When we consider the infinitude of God, and all that the Scriptures tell us about the fear of God, is it then right for us to be afraid of God? This is an important question to consider. The book Creature of the Word tells us:
"The fear of the Lord should be a motivating factor for the gospel-centered leader. Unfortunately, we are often confused by the fear of the Lord. We tend to think of cowering away from a vindictive God who is ready to strike us. But a biblical understanding of the fear of the Lord actually draws us closer to the Father:
The true fear of God is a child-like fear. Some of the Puritans used to call it a "filial fear." It is a combination of holy respect and glowing love. To fear God is to have a heart that is sensitive to both His God-ness and His graciousness. It means to experience great awe and deep joy simultaneously when one begins to udnerstand who God really is and what He has done for us.
Therefore the true fear of God is not a fear that makes a person run away and flee from God. It is a fear that drives him to God.
Love for God and fear of Him are, therefore, not at all incompatible. To think that they are is to fail to see the richness of the character of the God we worship. It is to ignore the way in which knowing Him in all His attributes, and responding appropriately to Him, stretches our emotional capacities to their limit. Scripture portrays the fear of the Lord and the love of the Lord as companion emotions." (p. 172)
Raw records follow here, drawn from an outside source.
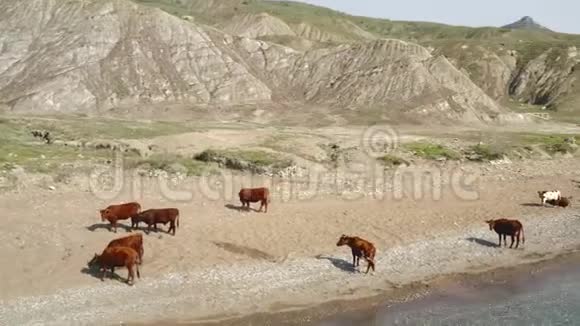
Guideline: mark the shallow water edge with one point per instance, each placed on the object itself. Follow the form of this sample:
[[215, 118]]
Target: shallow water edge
[[353, 312]]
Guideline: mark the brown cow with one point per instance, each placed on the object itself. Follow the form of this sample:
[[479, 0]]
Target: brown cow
[[117, 257], [254, 195], [114, 213], [562, 202], [134, 241], [157, 215], [507, 227], [359, 247]]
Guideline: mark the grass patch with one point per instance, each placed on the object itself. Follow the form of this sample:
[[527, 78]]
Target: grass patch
[[245, 160], [41, 158], [552, 144], [19, 148], [484, 153], [392, 160], [168, 163], [432, 151]]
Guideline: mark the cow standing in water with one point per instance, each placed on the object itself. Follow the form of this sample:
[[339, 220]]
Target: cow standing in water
[[359, 247], [254, 195], [504, 227], [117, 257]]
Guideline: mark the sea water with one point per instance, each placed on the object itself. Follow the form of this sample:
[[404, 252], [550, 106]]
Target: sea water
[[551, 298]]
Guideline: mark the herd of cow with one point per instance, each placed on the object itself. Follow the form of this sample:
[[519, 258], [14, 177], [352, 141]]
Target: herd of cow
[[128, 251]]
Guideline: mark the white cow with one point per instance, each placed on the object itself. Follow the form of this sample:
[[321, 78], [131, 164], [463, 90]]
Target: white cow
[[549, 195]]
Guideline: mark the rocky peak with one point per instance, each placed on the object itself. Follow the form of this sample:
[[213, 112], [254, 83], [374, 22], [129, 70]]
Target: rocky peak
[[526, 22]]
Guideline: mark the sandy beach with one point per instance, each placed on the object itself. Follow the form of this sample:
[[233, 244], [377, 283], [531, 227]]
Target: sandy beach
[[225, 264]]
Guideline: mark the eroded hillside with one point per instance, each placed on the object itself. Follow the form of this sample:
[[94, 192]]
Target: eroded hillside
[[93, 56], [521, 62]]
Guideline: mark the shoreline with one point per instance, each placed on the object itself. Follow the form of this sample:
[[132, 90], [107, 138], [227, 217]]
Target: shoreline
[[364, 290], [225, 265], [215, 295], [394, 298]]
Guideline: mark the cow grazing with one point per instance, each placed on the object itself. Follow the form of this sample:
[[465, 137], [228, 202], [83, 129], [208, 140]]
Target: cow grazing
[[114, 213], [117, 257], [562, 202], [549, 195], [504, 227], [254, 195], [359, 247], [157, 215], [133, 241]]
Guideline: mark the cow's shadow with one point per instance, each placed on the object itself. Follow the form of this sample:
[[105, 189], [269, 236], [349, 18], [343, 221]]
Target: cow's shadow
[[482, 242], [94, 272], [341, 264], [240, 208], [107, 226]]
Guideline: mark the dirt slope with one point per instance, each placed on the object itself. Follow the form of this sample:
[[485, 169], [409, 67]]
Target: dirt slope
[[90, 56]]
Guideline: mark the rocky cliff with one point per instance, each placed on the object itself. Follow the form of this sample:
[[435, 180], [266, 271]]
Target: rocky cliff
[[90, 56]]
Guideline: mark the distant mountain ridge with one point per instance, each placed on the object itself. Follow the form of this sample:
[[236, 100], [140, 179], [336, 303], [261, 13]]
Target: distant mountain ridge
[[94, 56], [528, 23]]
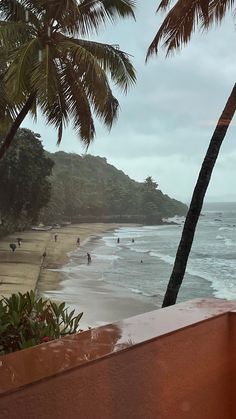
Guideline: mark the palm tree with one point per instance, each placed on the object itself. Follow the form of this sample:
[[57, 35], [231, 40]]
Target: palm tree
[[51, 66], [176, 30]]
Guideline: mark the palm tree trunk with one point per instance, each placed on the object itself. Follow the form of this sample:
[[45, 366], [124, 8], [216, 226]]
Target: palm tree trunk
[[197, 201], [16, 124]]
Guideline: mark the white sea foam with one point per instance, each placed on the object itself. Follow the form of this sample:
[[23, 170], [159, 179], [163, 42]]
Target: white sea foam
[[106, 257]]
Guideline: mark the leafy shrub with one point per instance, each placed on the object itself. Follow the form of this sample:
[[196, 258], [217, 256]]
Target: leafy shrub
[[28, 321]]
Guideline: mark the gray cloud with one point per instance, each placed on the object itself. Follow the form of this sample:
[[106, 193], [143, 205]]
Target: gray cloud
[[167, 119]]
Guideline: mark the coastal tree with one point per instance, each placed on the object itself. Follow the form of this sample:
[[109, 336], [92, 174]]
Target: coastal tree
[[50, 66], [25, 187], [175, 31]]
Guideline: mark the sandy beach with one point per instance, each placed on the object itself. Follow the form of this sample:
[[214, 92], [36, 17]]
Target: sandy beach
[[26, 269]]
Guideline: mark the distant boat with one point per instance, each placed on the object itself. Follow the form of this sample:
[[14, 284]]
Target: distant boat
[[46, 228]]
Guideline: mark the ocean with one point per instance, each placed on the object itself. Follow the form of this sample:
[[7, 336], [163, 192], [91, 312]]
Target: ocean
[[211, 269]]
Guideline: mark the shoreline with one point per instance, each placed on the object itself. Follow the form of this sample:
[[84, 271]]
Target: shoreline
[[26, 269], [22, 270]]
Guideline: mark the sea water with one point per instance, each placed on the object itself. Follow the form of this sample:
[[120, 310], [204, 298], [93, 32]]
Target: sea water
[[211, 269]]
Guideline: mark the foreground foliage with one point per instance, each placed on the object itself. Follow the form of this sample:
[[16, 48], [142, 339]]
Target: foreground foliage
[[47, 64], [26, 321]]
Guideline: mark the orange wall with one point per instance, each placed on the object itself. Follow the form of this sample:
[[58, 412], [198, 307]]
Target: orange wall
[[182, 375]]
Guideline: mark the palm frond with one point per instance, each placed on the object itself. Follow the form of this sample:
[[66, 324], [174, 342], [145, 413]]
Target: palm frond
[[92, 76], [46, 80], [219, 8], [183, 19], [94, 13], [17, 77], [164, 5], [79, 108], [14, 34], [113, 61], [179, 25]]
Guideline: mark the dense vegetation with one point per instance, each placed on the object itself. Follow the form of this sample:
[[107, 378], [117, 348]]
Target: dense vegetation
[[87, 187], [25, 187], [37, 186], [26, 321]]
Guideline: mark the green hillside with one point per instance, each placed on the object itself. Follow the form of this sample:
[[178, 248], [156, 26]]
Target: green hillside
[[87, 188]]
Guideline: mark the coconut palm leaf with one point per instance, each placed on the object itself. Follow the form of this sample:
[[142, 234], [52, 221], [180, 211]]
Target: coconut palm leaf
[[112, 60], [66, 77], [183, 19]]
In Knowledge of the Holy, A.W. Tozer writes the same: "In olden days men of faith were said to "walk in the fear of God" and to "serve the Lord with fear." However intimate their communion with God, however bold their prayers, at the base of their religious life was the conception of God as awesome and dreadful. This idea of God transcendent rims through the whole Bible and gives color and tone to the character of the saints. This fear of God was more than a natural apprehension of danger; it was a nonrational dread, an acute feeling of personal insufficiency in the presence of God the Almighty.
Wherever God appeared to men in Bible times the results were the same - an overwhelming sense of terror and dismay; a wrenching sensation of sinfulness and guilt.
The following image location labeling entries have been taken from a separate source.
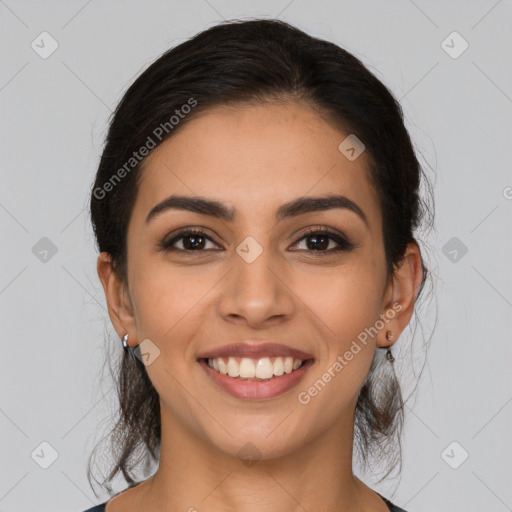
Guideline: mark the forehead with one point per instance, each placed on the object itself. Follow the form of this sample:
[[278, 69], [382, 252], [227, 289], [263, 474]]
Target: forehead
[[255, 158]]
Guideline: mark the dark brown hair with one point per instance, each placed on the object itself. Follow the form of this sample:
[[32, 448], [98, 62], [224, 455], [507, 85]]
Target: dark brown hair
[[260, 61]]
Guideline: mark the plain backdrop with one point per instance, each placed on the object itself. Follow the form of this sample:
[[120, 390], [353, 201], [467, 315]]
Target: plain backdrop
[[449, 65]]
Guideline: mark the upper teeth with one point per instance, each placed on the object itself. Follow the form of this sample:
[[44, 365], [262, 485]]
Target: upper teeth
[[262, 368]]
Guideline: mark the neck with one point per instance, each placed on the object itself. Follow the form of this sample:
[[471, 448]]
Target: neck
[[195, 475]]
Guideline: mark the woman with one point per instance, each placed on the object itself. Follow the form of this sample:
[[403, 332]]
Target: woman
[[254, 209]]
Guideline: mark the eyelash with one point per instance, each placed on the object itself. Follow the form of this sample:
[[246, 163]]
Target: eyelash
[[343, 243]]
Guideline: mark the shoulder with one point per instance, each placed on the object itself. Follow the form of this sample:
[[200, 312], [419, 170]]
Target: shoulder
[[392, 507], [97, 508]]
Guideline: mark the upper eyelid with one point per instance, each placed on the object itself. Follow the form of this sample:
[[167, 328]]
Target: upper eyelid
[[309, 232]]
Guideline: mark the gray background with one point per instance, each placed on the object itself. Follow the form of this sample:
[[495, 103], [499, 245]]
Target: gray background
[[53, 318]]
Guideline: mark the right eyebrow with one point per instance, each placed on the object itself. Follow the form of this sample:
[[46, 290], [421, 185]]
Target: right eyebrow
[[300, 206]]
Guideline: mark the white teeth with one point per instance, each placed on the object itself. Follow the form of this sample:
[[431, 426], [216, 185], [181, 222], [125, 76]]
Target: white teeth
[[250, 368]]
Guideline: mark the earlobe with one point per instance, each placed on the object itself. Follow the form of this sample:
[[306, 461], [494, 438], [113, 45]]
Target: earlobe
[[401, 296], [118, 303]]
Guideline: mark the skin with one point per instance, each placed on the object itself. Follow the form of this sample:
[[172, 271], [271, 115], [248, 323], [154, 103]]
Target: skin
[[255, 159]]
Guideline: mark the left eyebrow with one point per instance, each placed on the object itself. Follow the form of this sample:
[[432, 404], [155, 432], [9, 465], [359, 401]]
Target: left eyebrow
[[302, 205]]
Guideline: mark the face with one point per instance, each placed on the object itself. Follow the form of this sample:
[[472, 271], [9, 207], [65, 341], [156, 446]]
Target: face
[[256, 277]]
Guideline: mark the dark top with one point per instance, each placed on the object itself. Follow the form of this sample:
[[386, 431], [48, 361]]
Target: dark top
[[392, 508]]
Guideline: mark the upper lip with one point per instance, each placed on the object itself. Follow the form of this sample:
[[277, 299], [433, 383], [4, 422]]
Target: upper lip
[[255, 350]]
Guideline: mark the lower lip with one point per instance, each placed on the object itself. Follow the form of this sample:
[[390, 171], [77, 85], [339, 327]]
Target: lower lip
[[257, 390]]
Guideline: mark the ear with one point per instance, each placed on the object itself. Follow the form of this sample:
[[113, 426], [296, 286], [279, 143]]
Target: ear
[[120, 308], [400, 296]]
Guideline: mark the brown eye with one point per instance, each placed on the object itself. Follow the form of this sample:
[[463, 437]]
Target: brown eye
[[320, 240], [192, 240]]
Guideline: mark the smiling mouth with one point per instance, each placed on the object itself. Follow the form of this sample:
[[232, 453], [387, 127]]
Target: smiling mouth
[[251, 369]]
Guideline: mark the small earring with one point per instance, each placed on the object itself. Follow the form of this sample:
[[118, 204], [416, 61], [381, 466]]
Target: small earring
[[389, 355]]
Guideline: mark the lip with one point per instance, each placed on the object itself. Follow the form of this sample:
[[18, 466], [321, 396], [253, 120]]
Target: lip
[[257, 390], [254, 350]]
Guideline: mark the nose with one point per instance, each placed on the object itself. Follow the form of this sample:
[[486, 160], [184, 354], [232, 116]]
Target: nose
[[257, 292]]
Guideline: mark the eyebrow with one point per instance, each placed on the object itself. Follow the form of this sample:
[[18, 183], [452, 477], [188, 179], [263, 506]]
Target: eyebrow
[[302, 205]]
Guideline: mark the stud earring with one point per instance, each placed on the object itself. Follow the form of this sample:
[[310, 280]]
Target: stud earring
[[389, 336]]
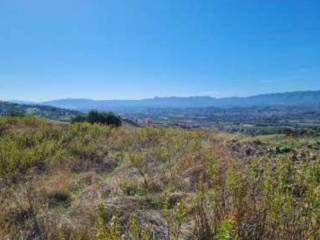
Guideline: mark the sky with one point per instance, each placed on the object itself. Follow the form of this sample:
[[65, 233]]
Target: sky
[[134, 49]]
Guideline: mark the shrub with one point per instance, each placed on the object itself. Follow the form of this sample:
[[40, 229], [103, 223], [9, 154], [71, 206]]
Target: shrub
[[102, 118]]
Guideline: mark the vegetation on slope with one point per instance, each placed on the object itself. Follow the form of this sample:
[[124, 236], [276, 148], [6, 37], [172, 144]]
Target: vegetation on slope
[[90, 181], [96, 117], [47, 112]]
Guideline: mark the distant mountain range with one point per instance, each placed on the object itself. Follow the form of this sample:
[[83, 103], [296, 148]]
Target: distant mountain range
[[301, 98]]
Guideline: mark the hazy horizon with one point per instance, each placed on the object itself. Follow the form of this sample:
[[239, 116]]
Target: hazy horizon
[[142, 49]]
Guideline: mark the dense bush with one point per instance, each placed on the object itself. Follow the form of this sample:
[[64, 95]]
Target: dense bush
[[102, 118]]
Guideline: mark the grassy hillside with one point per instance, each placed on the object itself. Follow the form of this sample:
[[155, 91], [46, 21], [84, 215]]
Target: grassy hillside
[[51, 113], [83, 181]]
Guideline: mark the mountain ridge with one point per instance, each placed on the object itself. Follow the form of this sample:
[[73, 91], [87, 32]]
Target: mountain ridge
[[297, 98]]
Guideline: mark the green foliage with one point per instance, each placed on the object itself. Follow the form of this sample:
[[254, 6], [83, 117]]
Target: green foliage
[[96, 117], [53, 175]]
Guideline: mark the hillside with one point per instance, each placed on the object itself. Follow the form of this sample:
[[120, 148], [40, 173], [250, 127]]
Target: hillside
[[302, 98], [92, 182], [49, 112]]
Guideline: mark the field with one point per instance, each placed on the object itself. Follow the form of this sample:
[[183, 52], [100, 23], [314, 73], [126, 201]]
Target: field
[[88, 181]]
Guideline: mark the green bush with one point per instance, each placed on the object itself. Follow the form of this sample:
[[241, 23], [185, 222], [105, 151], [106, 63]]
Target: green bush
[[102, 118]]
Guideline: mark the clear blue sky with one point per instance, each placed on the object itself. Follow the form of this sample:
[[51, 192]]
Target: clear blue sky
[[130, 49]]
Conversely, the self-assurance of modern Christians, the basic levity present in so many of our religious gatherings, the shocking disrespect shown for the Person of God, are evidence of deep blindness of heart.
Many call themselves by the name of Christ, talk much about God, and pray to Him sometimes, but evidently do not know who He is. "The fear of the Lord is a fountain of life," but this healing fear is today hardly found among Christian men.
The greatness of God rouses fear within us, but His goodness encourages us not to be afraid of Him. to fear and not be afraid - that is the paradox of faith."
What characteristics of God cause you to be filled with awe, holy fear and glowing love?